Looking with new eyes upon some other "fiscally responsible" Conservatives and Republicans, we find
--well, George W. Bush bounds to mind. It is erroneously reported and widely believed that Bill Clinton left Bush a nice tidy surplus of around $230 billion. In reality, the U.S. posted a deficit for fiscal year 2000 of $17.9 billion.
Now, the U.S. measures deficits in the trillions. You can thank that misadventure in Iraq, plus tax cuts, plus a bevy of boneheaded Bush bailouts. Fiscal conservative, my butt.
--Brian Mulroney. His last deficit was $42 billion. That's higher than Flaherty's proposed deficit for this year. And Mulroney almost tripled the debt he inherited from Trudeau--the guy right-wingers love to hate for his "fiscal incompetence".
--Ronald Reagan, who sure talked a good fiscal game, walked out leaving a rotten stinking then-record $290 billion deficit.
And now, of course, we see Stephen Harper just a whippin' through the money...even pre-"stimulus" budget.
That Chronicle-Herald article mentions a bunch of other Conservative types who blew taxpayer dollars out their asses. The pattern seems pretty clear: Liberals and Democrats are better financial managers.
So why is the opposite view so prevalent? Why is it that I've so long lamented "if only I could find a fiscally responsible, socially liberal party" without bothering to notice that most of them are?
I think it's a matter of where the money goes.
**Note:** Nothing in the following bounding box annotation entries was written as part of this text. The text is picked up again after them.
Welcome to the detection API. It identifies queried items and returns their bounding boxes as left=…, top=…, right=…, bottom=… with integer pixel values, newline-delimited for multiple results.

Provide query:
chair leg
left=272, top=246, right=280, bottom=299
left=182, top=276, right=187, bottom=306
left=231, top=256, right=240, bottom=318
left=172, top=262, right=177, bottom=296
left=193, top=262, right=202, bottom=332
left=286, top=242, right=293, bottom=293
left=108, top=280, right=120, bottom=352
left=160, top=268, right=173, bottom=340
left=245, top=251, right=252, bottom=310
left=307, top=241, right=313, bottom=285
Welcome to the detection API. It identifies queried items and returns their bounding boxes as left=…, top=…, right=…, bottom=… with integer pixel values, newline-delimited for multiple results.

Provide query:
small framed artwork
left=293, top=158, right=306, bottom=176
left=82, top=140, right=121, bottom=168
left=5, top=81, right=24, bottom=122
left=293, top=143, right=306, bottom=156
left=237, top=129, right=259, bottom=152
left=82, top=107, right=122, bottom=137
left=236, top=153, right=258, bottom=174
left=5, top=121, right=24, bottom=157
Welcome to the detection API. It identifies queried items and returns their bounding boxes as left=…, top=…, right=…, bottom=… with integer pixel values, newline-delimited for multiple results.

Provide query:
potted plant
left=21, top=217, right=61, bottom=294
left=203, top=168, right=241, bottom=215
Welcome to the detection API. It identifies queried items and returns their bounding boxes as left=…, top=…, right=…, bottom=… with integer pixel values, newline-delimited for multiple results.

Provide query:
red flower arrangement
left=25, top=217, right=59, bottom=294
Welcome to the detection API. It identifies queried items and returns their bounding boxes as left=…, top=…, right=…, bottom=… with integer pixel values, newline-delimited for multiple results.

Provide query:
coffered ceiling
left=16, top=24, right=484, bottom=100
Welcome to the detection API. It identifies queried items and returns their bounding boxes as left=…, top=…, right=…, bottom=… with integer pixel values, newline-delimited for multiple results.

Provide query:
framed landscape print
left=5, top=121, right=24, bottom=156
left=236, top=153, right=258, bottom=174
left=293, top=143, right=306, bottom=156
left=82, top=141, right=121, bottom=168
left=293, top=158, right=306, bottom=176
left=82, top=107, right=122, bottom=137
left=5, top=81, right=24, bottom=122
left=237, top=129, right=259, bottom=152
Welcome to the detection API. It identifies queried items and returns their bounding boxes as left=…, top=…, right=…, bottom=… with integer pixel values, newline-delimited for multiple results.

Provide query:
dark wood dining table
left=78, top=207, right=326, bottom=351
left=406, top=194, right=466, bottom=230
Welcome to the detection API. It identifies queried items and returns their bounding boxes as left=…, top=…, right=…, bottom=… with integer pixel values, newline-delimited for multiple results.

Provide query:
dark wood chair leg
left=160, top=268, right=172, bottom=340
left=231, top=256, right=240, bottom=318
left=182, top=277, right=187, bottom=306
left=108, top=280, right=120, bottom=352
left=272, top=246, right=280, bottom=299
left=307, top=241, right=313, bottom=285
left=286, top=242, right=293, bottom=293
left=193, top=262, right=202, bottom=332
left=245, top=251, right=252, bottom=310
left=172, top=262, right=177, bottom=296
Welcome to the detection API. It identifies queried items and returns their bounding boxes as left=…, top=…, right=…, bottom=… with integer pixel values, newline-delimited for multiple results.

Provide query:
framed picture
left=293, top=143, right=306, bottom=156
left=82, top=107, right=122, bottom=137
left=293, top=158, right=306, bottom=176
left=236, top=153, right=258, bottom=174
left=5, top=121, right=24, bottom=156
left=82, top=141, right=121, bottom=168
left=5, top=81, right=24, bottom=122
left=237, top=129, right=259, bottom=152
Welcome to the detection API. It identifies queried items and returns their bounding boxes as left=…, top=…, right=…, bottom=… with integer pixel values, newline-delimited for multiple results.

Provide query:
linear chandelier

Conservatives, for all their talk about letting the market decide, like to give the market a little push in the form of billions of dollars in corporate welfare. That money gets shoved so far under the table most people don't see it or even think to look for it. Then there's the tax cuts. You can't be Conservative without believing in tax cuts; even now, in the midst of economic calamity, Harper couldn't resist throwing them in for everybody making under about $80K a year. Incidentally, you could triple my take-home pay and I still wouldn't be making that much. If you make that much, you're rich, and good luck convincing me otherwise.
Another Conservative trait can be summed up this way: pinch the penny until the Queen screams for mercy. You often see Conservatives rushing into power and inflicting a little cut here and a little slice there, all in the interests of saving valuable taxpayer dollars, you understand. The amount saved is usually trifling, but at least that money's out of the hands of artsy-fartsy revolutionary types and into the hands of industry where it belongs.
I've gotta run, I'm getting a brainache.
2 comments:
Many different blog templates lately... I would not stick with this green, a little to Kermit the Frog ;o)
Yeah, Bush threw the Conservative no spending idea right out the door. I don't think he vetoed one spending bill, ever.
Yeah, Rocket, I don't know HTML and have no idea where you got your really cool template. So I'm stuck mucking around with boring Blogger templates, none of which I like much.